Ceſte parolle entendue diſoyt Epitherſes tous les nauchiers & voyaigiers s’eſtre eſbahiz & grandement effrayez : Et entre eulx deliberans quel ſeroit meilleur ou taire ou publier ce que auoit eſté commandé, Diſt Thamous ſon aduis eſtre, aduenent que lors ilz euſſent vent en pouppe, paſſer oultre ſans mot dire : aduenent qu’il feuſt calme en mer, ſignifier ce qu’il auoit ouy. Quand doncques feurent pres Palodes aduint qu’ilz ne eurent ne vent ne courant. Adoncques Thamous montant en prore, & en terre proiectant ſa veue diſt ainſi que luy eſtoit commandé, que Pan le grand eſtoit mort. Il n’auoit encores acheué le dernier mot quand feurent entenduz grands ſouſpirs, grandes lamentations, & effroiz en terre, non d’vne perſone ſeule, mais de pluſieurs enſemble. Ceſte nouuelle (par ce que pluſieurs auoient eſté præſens) feuſt bien touſt diuulguee en Rome. Et enuoya Tibere Ceſar lors empereur en Rome querir ceſtuy Thamous. Et l’auoir entendu parler adiouſta foy à ſes parolles. Et ſe guementant es gens doctes qui pour lors eſtoient en ſa court & en Rome en bon nombre, qui eſtoit ceſtuy Pan, trouua par leur rapport qu’il auoit eſté filz de Mercure & de Penelope. Ainſi au parauant l’auoient eſcript Herodote[2] & Cicero on tiers liure de la nature des Dieux[3]. Toutesfoys ie le interpretoys de celluy grand Seruateur des fideles, qui feut en Iudee ignominieuſement occis par l’enuie & iniquité des Pontifes, docteurs, prebſtres, & moines de la loy Moſaicque. Et ne me ſemble l’interpretation abhorrente. Car à bon droict peut il eſtre en languaige Gregoys dict Pan. Veu que il eſt le noſtre Tout, tout ce que ſommes, tout ce que viuons, tout ce que auons, tout ce que eſperons eſt luy, en luy, de luy, par luy. C’eſt le bon Pan le grand paſteur qui comme atteſte le bergier paſſionné Corydon, non ſeulement a en amour & affection ſes brebis, mais auſſi ſes bergiers[4]. A la mort duquel feurent plaincts, ſouſpirs, effroy, & lamentations en toute la machine de l’Vniuers, cieulx, terre, mer, enfers. A ceſte miene interpretation compete le temps. Car ceſtuy treſbon treſgrand Pan, noſtre vnique Seruateur[5] mourut lez Hieruſalem, regnant en Rome Tibere Cæſar.

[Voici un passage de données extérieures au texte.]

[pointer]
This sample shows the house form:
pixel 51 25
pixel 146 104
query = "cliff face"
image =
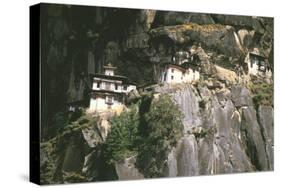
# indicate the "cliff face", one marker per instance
pixel 227 123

Pantagruel ce propous finy reſta en ſilence & profonde contemplation. Peu de temps apres nous veiſmes les larmes decouller de ſes œilz groſſes comme œufz de Auſtruche. Ie me donne à Dieu, ſi i’en mens d’vn ſeul mot.


  1. Epitherſes. Ce récit est tiré du traité de Plutarque, Des oracles qui ont cessé, XXVI. Il est traduit si littéralement que Rabelais a mis Thamoun quand ce nom est complément et, par conséquent, à l’accusatif dans le texte grec, et Thamous quand il est sujet.
  2. Herodote. Voyez liv. II, c. 145.
  3. On tiers liure de la nature des Dieux. Voyez c. 22.
  4. Ses brebis, mais auſſi ſes bergiers.

    ...Pan curat oves oviumque magistros.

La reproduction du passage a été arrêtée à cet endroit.